“Act of betrayal” over work to remove soils from ancient woodland

“Act of betrayal” over work to remove soils from ancient woodland

Staffordshire Wildlife Trust says it is an “act of betrayal” that work to remove soils from an ancient woodland in the county at a devastating time of the year for wildlife is set to take place.

It was hoped an injunction would be granted to halt work at Fulfen Wood in Staffordshire, which has been delayed to springtime from late autumn last year.

But judges denied the injunction following a hearing on Friday morning (April 3rd).

Fulfen Wood is an ancient woodland between Huddleford and Lichfield in Staffordshire, just north of the existing West Coast Mainline railway.

The controversial ‘translocation’ work, which also involves felling dozens of trees, was due to begin in late autumn to avoid nesting birds and disturbance to a whole host of other species, as well as giving replanted woodland flowers the best chance of survival. The work was due to take place at five woods: four in Warwickshire and at Fulfen Wood.

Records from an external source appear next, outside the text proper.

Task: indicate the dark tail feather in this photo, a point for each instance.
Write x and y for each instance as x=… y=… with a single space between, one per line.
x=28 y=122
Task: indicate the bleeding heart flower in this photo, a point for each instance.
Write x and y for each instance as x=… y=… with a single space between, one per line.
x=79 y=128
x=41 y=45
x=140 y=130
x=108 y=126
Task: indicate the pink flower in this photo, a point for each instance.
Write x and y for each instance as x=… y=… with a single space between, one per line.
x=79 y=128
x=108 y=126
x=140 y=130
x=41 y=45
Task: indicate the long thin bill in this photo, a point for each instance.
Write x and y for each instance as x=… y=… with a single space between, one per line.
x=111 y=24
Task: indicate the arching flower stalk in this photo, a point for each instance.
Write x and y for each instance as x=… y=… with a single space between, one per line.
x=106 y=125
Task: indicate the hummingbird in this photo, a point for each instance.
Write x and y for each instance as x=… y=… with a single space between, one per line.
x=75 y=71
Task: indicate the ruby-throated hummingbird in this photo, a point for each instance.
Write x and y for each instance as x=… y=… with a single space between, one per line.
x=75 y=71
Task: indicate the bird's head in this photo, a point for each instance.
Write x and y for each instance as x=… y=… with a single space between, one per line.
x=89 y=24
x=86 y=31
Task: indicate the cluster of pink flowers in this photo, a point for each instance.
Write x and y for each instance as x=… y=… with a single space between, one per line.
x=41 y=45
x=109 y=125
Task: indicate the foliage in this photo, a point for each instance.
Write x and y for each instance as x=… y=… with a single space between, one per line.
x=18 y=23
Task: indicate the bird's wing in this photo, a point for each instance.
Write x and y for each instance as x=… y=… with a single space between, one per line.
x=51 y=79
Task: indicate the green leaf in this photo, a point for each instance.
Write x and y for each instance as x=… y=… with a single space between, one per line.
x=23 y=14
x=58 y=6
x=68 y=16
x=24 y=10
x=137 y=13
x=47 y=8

However, HS2 Ltd have proposed to carry out the work during springtime, a vital and important time for wildlife.

The Trust has been working alongside Chris Packham’s legal team, who had been battling to get the immediate injunction granted, after expressing deep concerns that the irreplaceable woodland would be lost forever. Ecologicial data to support Mr Packham’s challenge was submitted by the Trust.

The Trust, the county’s largest nature conservation charity, has been fighting against the impacts of HS2 on wildlife and hugely important sites across Staffordshire for over a decade.

The charity also expressed its worry about the timing of the work, when the country is in lockdown and being urged to stay at home due to the coronavirus pandemic.

David Cadman, Senior Conservation Manager for Staffordshire Wildlife Trust, said: “It certainly feels like an act of betrayal from the Government that the work is being allowed to take place at such a tragic and unprecedented time for the country.

“The injunction being placed and the work being halted would have been absolutely the right thing to do, so it is devastating for wildlife, breeding birds, bats and butterflies that it hasn’t, and is completely short sighted.

“It completely goes against best practice and conservation principles and professional standards.

“There’s a human element too. People are being urged to stay at home due to coronavirus and the safety of the construction workers, the police and protestors, are being put at severe risk.

“Once we get to the other side of the coronavirus crisis, it is massively important our Government address the issues of biodiversity loss and climate change as an immediate priority. This crisis really calls into question whether we should be proceeding with this costly and unnecessary project at all.”